Ann Rehabil Med.  2013 Dec;37(6):886-890. 10.5535/arm.2013.37.6.886.

Sciatic Nerve Injury Caused by a Stretching Exercise in a Trained Dancer

Affiliations
  • 1Department of Rehabilitation Medicine, Michuhol Rehabilitation Center, Incheon, Korea. oklim0928@yahoo.co.kr
  • 2Department of Rehabilitation Medicine, Gachon University of Medicine and Science, Incheon, Korea.
  • 3Department of Radiology, Incheon Imaging Diagnostic Center, Incheon, Korea.

Abstract

Sciatic nerve injury after stretching exercise is uncommon. We report a case of an 18-year-old female trained dancer who developed sciatic neuropathy primarily involving the tibial division after routine stretching exercise. The patient presented with dysesthesia and weakness of the right foot during dorsiflexion and plantarflexion. The mechanism of sciatic nerve injury could be thought as hyperstretching alone, not caused by both hyperstretching and compression. Electrodiagnostic tests and magnetic resonance imaging revealed evidence of the right sciatic neuropathy from the gluteal fold to the distal tibial area, and partial tear of the left hamstring origin and fluid collection between the left hamstring and ischium without left sciatic nerve injury. Recovery of motor weakness was obtained by continuous rehabilitation therapy and some evidence of axonal regeneration was obtained by follow-up electrodiagnostic testing performed at 3, 5, and 12 months after injury.

Keyword

Sciatic nerve lesion; Lower extremity; Muscle stretching exercise

MeSH Terms

Adolescent
Axons
Female
Follow-Up Studies
Foot
Humans
Ischium
Lower Extremity
Magnetic Resonance Imaging
Muscle Stretching Exercises
Paresthesia
Regeneration
Rehabilitation
Sciatic Nerve*
Sciatic Neuropathy

Figure

  • Fig. 1 FS T2 WI-axial scans. (A) FS T2 WI-axial scan at the level of the ischial spine shows stretching injury with abnormal high signal intensity in the right sciatic nerve, and left partial tear with high signal hemorrhagic fluid accumulation on left internal obturator muscle at insertion and the hamstring muscle origin. No definite mass lesion compressing or contacting the right sciatic nerve was found.
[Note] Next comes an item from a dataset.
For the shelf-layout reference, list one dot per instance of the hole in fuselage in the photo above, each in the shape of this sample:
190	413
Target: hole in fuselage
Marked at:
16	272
Left sciatic nerve is contacting the above lesions, but not enlarged or edematous. (B) FS T2 WI-axial scan at the level of the mid femoral shaft shows continuous higher signal intensity through the right sciatic nerve, relative to left normal sciatic nerve with intermediate signal intensity. (C) FS T2 WI-axial scan at the level of the knee shows multiple denervation change with diffusely high signal intensity at the right distal biceps femoris muscle, right semitendinosus muscle, and both medial and lateral gastrocnemius muscles. FS, fat saturation; T2 WI, T2-weighted image.